Today's fun GPT+Econ exercise: asking it to develop example code for structural estimation from a description + latex equations. The goal was to get it to give me a function that could estimate an approximate mixed-logit model. Step 1: ask GPT-4 how best to structure my prompt
Step 2: Ask for a verbal algorithm. I wrote this quickly, just directly copying three equations from my JMP, and left in a subscripting typo (the "t" subscript in e_{t} isn't defined)

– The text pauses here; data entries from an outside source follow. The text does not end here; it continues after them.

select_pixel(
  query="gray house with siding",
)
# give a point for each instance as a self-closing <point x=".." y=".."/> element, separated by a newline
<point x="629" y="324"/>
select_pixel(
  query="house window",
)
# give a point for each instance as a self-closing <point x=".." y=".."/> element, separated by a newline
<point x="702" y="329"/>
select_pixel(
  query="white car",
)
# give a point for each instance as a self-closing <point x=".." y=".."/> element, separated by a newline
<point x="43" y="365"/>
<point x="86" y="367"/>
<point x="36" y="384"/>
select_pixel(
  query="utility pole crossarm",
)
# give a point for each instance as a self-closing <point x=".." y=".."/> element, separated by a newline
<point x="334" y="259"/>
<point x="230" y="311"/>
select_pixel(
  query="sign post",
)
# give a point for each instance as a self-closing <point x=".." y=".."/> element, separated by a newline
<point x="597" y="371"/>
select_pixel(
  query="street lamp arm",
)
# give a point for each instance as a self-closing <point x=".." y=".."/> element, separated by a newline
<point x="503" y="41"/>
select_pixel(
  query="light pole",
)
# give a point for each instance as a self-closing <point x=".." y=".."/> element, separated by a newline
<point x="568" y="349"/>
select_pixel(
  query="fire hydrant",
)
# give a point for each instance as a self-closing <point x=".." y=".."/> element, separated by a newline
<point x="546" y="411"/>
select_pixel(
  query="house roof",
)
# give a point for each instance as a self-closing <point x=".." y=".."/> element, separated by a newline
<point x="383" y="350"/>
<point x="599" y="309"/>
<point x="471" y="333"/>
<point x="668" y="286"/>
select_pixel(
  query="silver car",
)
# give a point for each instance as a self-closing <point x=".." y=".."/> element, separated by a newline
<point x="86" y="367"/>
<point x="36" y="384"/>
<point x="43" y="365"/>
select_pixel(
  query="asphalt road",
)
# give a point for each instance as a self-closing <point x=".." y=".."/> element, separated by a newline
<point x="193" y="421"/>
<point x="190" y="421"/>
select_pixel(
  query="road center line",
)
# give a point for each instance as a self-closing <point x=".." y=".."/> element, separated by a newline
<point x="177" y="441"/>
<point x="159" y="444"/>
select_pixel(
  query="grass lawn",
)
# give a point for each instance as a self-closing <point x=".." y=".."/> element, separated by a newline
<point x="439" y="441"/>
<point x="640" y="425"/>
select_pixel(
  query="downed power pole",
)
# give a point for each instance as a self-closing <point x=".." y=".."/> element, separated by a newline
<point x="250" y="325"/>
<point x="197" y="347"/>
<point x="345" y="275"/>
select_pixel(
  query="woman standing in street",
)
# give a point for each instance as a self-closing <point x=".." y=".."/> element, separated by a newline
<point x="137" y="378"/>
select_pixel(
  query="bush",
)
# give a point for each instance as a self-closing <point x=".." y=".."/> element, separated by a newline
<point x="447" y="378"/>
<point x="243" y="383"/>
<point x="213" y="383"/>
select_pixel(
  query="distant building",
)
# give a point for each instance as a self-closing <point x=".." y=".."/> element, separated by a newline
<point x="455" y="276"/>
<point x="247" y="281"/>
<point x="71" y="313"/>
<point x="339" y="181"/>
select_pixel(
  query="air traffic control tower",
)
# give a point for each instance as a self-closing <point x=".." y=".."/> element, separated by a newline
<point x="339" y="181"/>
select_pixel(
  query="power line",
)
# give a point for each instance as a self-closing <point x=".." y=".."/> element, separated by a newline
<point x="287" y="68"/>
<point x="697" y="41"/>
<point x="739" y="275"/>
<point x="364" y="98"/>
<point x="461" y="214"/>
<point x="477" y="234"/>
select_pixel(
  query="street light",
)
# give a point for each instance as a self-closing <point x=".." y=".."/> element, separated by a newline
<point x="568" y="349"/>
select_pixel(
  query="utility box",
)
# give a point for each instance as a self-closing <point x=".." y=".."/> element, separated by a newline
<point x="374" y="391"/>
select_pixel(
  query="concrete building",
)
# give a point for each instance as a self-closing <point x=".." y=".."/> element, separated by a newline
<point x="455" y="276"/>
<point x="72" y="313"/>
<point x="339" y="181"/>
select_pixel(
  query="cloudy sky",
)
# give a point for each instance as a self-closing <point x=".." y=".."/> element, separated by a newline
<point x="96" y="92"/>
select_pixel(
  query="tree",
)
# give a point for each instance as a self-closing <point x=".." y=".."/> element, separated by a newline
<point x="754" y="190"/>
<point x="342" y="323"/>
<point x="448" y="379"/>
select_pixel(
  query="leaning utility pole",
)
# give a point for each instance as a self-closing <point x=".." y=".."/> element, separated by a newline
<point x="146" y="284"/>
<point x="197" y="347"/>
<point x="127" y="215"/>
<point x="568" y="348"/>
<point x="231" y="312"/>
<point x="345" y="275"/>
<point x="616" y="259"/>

First-try result seems pretty good (more after screenshot cuts off)! It made some reasonable decisions that I wasn't clear about, so I had to iterate a couple of times about order of operations and things. Then (Step 3) I asked it to convert the algorithm to code
The code also had a couple of minor bugs (hallucinated an IV regression package in python) but only took 2 minutes to fix and it got it right on the next try. Also constructed e_t in Step 3 correctly even though my subscript was wrong!

Mar 25, 2023 · 7:22 PM UTC

I'm sure these screenshots aren't super informative. Main point-- once we get access to web search and python eval plug-ins, I think a little bit of better prompting would be able to generate a smooth pipeline from an "Estimation" section in a paper into passable initial code.
I've said before that IO should try to be closer to "reg y x,r" . You can have copilot clean up your ugly code into a simple package, or have GPT-X write the functions from scratch. Either way, cost of generating complicated+clean econ code should drop
Replying to @jamesbrandecon
even has data checking !!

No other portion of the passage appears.